Example of a prototype found online. This sucks :(
Prototyping with Systems
Instead of creating a frame for every different screen, we approached this with a design system way of thinking. This meant building the prototype with scalability in mind: adding interactions to molecules that are constantly reused across screens.

Motion Sequence
I also learned about motion sequence chains that are prominent in designing for AI experiences. These chains allow the user to maintain context and orientation within the experience.
Motion sequence
MOTION
Motion sequence chains are made by combining motionsequences together. For example, you can put the Responding state sequence right after the Processing state sequence to transition smoothly from one sequence to another.
processing-start
processing-loop
processing-end
static state
processing state sequence
responding state sequence
responding - start
responding - loop
responding - end
static state
Results
In alignment with Disty’s strategic shift towards enhancing the Customer Experience (CX) through AI integration, our team presented our solution to executive leadership, alongside two other teams contributing ideas to this new direction.
What We Did Well
Our solution received positive feedback for its strong technical feasibility and clear implementation strategy within the given time frame, which aligned with Distyl’s practical needs. Leadership appreciated our user-centered approach and how we identified realistic AI applications that could be brought to life in the near term.
Where We Can Improve
However, we were also encouraged to innovate further and push the boundaries of our AI integration, with suggestions to enhance the novelty and impact of our concepts.

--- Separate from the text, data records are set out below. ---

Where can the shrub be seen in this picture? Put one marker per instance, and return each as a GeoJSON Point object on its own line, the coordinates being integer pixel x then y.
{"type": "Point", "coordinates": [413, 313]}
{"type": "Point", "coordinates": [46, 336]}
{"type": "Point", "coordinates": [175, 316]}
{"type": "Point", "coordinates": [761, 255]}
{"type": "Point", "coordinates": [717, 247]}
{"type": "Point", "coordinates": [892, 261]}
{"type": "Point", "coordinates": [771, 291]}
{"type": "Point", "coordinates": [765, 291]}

Our ideas played a significant role in shaping the future direction of the Distyl LLM evaluation system. The feedback we received not only validated our execution but also influenced client’s decision to emphasize AI-driven experiences as a core component of the department’s new strategic focus. Our work demonstrated the importance of aligning technological advancements with user needs, and laid the groundwork for future AI initiatives within Distyl AI.